保険会社は既往症で加入を拒否できるのか?
保険会社は、保険料を受け取る代わりに、被保険者の医療費の全部または一部をカバーする健康保険契約を提供します。契約前に保険会社は応募者の医療履歴を調査し、身体検査を求めることが一般的です。近年の連邦法改正により、既往症(preexisting condition)を理由に保険加入を拒否することが制限されています。
既往症とは
各州で定義は多少異なりますが、一般的には保険加入または保険発効から6か月以内に医療相談・診断・治療が必要となった身体的または精神的な疾患を指します。
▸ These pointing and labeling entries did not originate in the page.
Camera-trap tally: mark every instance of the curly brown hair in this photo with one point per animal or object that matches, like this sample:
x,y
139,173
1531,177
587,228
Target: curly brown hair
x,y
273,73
既往症の内容や契約条件により、保険会社は全額のカバーを拒否したり、一定期間その治療費を除外したりすることがあります。
アフォーダブル・ケア法(ACA)と子ども
2010年3月にアメリカ合衆国大統領が「医療保険改革法(Affordable Care Act、ACA)」に署名しました。この法律は、19歳未満の子どもが既往症を有していても保険加入を拒否したり、治療に必要なサービスを除外したりできないと定めています(2010年9月23日施行)。
2014年からのACAの適用拡大
2014年1月1日以降、ACAは成人にも同様の保護を提供します。すなわち、米国の合法的居住者または市民は、既往症の有無にかかわらず保険加入を拒否、契約取消、カバーの制限を受けることはありません。また、既往症がある人に対して、同等の保険に対して高い保険料を課すことも禁じられています。
既往症保険プラン(PCIP)
ACAは、一時的な健康保険として「既往症保険プラン(Pre‑existing Condition Insurance Plan、PCIP)」を提供しました。このプランは米国保健福祉省(HHS)が策定し、2014年初めまで利用可能でした。連邦政府が全額資金を提供し、各州またはHHSが運営し、過去6か月間保険に加入していなかった既往症を抱える米国市民・合法居住者に保険を提供しました。PCIPは2014年に保険交換所(Health Insurance Exchanges)へと置き換えられました。